How to quit my job at Fedex Ground

sjh

Well-Known Member
I'm assuming you're a driver? If so, talk to your employer (contractor who gives you your paycheck) and simply say you're quitting. Two weeks notice is what is typically considered respectable. Longer - up to a month - extremely generous.
 

FUFred

Well-Known Member
After you leave your station, drive to the other side of town, farthur is better. Have a friend pick you up, leave your id, shirt, gas card ( if you have one) power pad in the truck, leave the keys in the cup holder lock the drivers door leave the passenger door open,
​ send dispatch a message, truck in parked on xyz road in abc town, I quit. Thats it
 

Schlepper

Active Member
I just did this. Gave two weeks to the contractor, didn't worry about telling anyone else. Within two days he had a trainee riding with me to get a feel for the route. It's the contractor's responsibility, so no worries about telling station management, they'll figure it out.
 

MaineGroundDriver

Well-Known Member
Wow, I would never quit without giving notice and I would NEVER quit via txt and/or no show .. that's just ignorant, sackless and other various terms used to describe an idiot ..
 

Nick9075

Well-Known Member
two weeks notice? LOL!!, many quit via text message or just no call no show.

Your drivers have no respect for you, do they?

I guess not but the feeling is mutual. It's all about money right? One guy quits its easy to find another.

The employees are just seen as replaceable resources. Do you honestly believe that the top level executives have any real respect for the workers of ground or home delivery ? They may recite all this touchy freely bs on shows like cnbc but its all bs
I will tell you one thing. The senior manager and p&d managers have no respect for me and would pull my contract in a ny.minute given the chance
 

Cactus

Just telling it like it is
I'd take my concerns to the managing director. Or just take the money and run.

Yeah but would the managing director even care?

I mean if it's anything like upper Express management they're much more likely to side with station management.
 

55+

Well-Known Member
If you think you can handle staying another two weeks then show some class and give notice..It only ruins our rep even more when drivers just up and leave without notice..show those mgrs that you are more mature than they are and leave on your terms and with integrity.
 

HomeDelivery

Well-Known Member
it depends on the contractor; if he treated you like crap, return the favor

if, however, he valued your service, go ahead and do the right thing & train your replacement about your route.

at HD, though, you can be replaced just like that~ (snaps fingers) w/ someone else to do the route w/ less stops at first so the replacement won't be overwhelmed... then gauge the replacement's load capacity & give him more stops if he is a runner-gunner. & vice versa if he's a method-worker

some said my recent raise was kinda high & i told that contractor if i cost to much to keep him from his profits, to find another driver that'll take less pay-per-stop or salary day... dunno the specifics, but i know i'm still not making enough for this type of job.
 

sjh

Well-Known Member
I guess not but the feeling is mutual. It's all about money right? One guy quits its easy to find another.

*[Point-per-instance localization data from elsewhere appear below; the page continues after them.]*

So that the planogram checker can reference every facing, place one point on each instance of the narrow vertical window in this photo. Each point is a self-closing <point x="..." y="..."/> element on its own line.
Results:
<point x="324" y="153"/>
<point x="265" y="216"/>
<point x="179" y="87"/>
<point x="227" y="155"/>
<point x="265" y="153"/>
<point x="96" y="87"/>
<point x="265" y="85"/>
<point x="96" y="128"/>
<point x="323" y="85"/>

The employees are just seen as replaceable resources. Do you honestly believe that the top level executives have any real respect for the workers of ground or home delivery ? They may recite all this touchy freely bs on shows like cnbc but its all bs
I will tell you one thing. The senior manager and p&d managers have no respect for me and would pull my contract in a ny.minute given the chance

Does your contractor relations guy have any weight with your managers? That sucks, but seems to be a common theme. I don't think managers over contractors ever works. Managers will always always treat them like employees; like they're the ones signing the checks.

However, I don't believe a contractor's relationship with his managers should dictate his relationship with his employees. Our employees highly respect my husband -- highly -- and we have tremendous respect for them. They are (on average) the highest-paid employees in our terminal, plus we give paid vacation, annual raises, a matching retirement program, monthly bonuses, Christmas bonuses, Employee of the Month bonuses, loyalty bonuses (we have two guys who have been with our company 5 years, so we gave them several hundred $$$ and a small party), and bring in donuts, cinnamon rolls, breakfast burritos, tamales, etc often. Our next goals are uniform allowances (for shoes...they wear out WAY too fast on this job), health insurance (!!), and cell phone subsidies...but those won't happen till we've paid off the rest of our business debt. As it is, we haven't taken a personal raise in 3 years because our settlement enhancements go straight to the drivers.

Drivers might be easily replaced, but not good ones. We'd rather have a workforce of top-notch drivers, and treat them as such, then to have constant turn-around. But I guess if it really is "all about the money" than you probably disagree.